Grew-API for the Arborator-Grew tool

This documentation corresponds to the GitHub.

By default the doc applies to branch master. New features available only on the Dev server are identified by the flag [⚠️DEV⚠️]

Some services or features may be marked with [❌DEPRECATED❌], they will be removed in an upcoming server update.


The Arborator-Grew tool is available on https://arborator.grew.fr.

The grew_server tool is a web server which manages set of annotated graphs with multiple annotations on the same sentence. It is built to be used as an API by the Arborator-Grew graph annotation tool.

Below, we suppose that the server is available on some baseURL.

Annotations are stored with the following hierarchy:

We describe below the list of available services to deal with these levels. All services are called with a base name and with POST parameters. Three types of parameter are used: <string>, <int> and <file>.

All services reply with JSON data of one of this three forms:


Projects

newProject

This service is used to initialise a new empty project. An error is returned if a project with the same name already exists.

getProjects

This service returns the list of existing projects and some metadata for each project.

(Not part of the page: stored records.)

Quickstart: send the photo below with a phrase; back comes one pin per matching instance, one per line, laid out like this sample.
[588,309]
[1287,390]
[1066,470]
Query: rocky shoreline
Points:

The returned value is a list of dict:

[
  { 
    "name": "project_1", 
    "number_samples": 23,
    "number_sentences": 45,
    "number_tokens": 574,
    "number_trees": 79,
    "users": [ "Alice", "Bob", "Charlie" ],
  },
  { 
    "name": "project_2"
    "number_samples": 2
    "number_sentences": 4
    "number_tokens": 54
    "number_trees": 9
    "users": [ "Alice", "Bob" ]
  }
]

getUserProjects

The returned value is the same as in the getProjects service but only with projects where the given user_id is in project’s users.

eraseProject

This service is used to remove a project. If the project does not exist, nothing happens.

renameProject

Renaming of an existing project. An error is produced either if project_id does not exists or if new_project_id already exists.


Samples

All services about samples return an error if the requested project does not exist.

newSamples

This service is used to initialise a list of new empty samples in a given project.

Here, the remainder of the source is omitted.